American meteorologist

Roger M. Wakimoto (born December 11, 1953) is an atmospheric scientist specializing in research on mesoscale meteorology, particularly severe convective storms and radar meteorology. A former director of the National Center for Atmospheric Research (NCAR), Wakimoto in November 2012 was appointed as assistant director of the Directorate for Geosciences (GEO) of the National Science Foundation (NSF).

== Career ==
Wakimoto studied meteorology at San Jose State University (SJSU), earning a B.S. with high honors in 1976. He then earned a Ph.D. in geophysical science at the University of Chicago in 1981 with the dissertation Investigations of Thunderstorm Gust Fronts from Project NIMROD Data under advisor Ted Fujita. He was a research associate in the Department of the Geophysical Sciences from 1981-1983.

In 1983, Wakimoto became an assistant professor in the Department of Atmospheric Sciences at the University of California, Los Angeles (UCLA) where he remained for 22 years, eventually was promoted to professor in 1993 and served as department chairperson from 1996-2000.

Wakimoto arrived at the NCAR in 2005 as associate director of the Earth Observing Laboratory (EOL) and was appointed director of NCAR in 2010. Dr. Wakimoto remained director of NCAR until February 2013 when he was offered a post by the National Science Foundation NSF as assistant director for the Directorate for Geosciences (GEO). Wakimoto was a principal investigator of VORTEX2, the field project phase of which occurred in 2009-2010. He has participated in a dozen major field experiments including NIMROD (1978), JAWS (1982), ERICA (1988/89), VORTEX (1994/95), FASTEX (1997), IHOP (2002), BAMEX (2003), and VORTEX2 (2009/10).

When Wakimoto took the position of National Science Foundation assistant director for the geosciences, he oversaw a budget of nearly $1 billion for research on atmospheric, ocean, polar, and Earth sciences. His predecessor from July 2008 - June 2012, Tim Killeen, was also NCAR director prior to heading NSF GEO.

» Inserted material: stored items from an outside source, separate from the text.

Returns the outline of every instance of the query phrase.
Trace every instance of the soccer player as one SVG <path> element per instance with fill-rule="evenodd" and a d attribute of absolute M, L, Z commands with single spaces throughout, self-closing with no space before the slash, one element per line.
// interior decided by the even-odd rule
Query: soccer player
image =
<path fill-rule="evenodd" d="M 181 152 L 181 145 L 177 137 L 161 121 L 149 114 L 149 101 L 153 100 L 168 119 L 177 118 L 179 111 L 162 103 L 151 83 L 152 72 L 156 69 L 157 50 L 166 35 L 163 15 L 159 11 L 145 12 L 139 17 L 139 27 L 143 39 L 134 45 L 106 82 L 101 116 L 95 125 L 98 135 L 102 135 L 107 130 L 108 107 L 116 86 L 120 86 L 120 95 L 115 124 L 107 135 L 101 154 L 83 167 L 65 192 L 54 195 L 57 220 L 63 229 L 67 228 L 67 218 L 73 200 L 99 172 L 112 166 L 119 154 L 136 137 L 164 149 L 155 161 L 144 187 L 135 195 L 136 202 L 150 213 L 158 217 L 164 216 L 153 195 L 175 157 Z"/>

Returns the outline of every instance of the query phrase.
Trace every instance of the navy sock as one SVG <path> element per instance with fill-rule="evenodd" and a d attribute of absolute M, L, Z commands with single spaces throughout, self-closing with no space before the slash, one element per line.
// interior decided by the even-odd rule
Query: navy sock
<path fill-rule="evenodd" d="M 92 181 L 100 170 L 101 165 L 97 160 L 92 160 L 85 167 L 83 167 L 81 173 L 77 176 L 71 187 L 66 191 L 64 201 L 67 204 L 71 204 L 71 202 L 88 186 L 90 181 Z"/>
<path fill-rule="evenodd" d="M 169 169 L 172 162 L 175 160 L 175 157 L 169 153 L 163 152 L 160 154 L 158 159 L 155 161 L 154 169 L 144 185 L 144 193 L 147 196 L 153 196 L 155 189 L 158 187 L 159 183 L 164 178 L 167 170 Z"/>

Wakimoto was elected a Fellow of the American Meteorological Society (AMS) in 1996, was a Councilor from 1997-2000, and received its Clarence Leroy Meisinger Award for "significant contributions to the understanding of mesoscale phenomena through insightful and detailed analysis of observations" in 1992. He served on the AMS Committee on Severe Local Storms from 1987-1991 (chair, 1988-1991), the UCAR/AMS Committee on the Study on Observational Systems from 1988-1990, and the AMS Committee on Radar Meteorology from 2000-2004 (chair, 2001-2004). He has published over 100 journal articles and was associate editor of Monthly Weather Review, as well as co-editor of AMS Meteorological Monograph: Radar and Atmospheric Science: A Collection of Essays in Honor of David Atlas. From 2003-2006, he served on the National Academies Board on Atmospheric Sciences and Climate (BASC).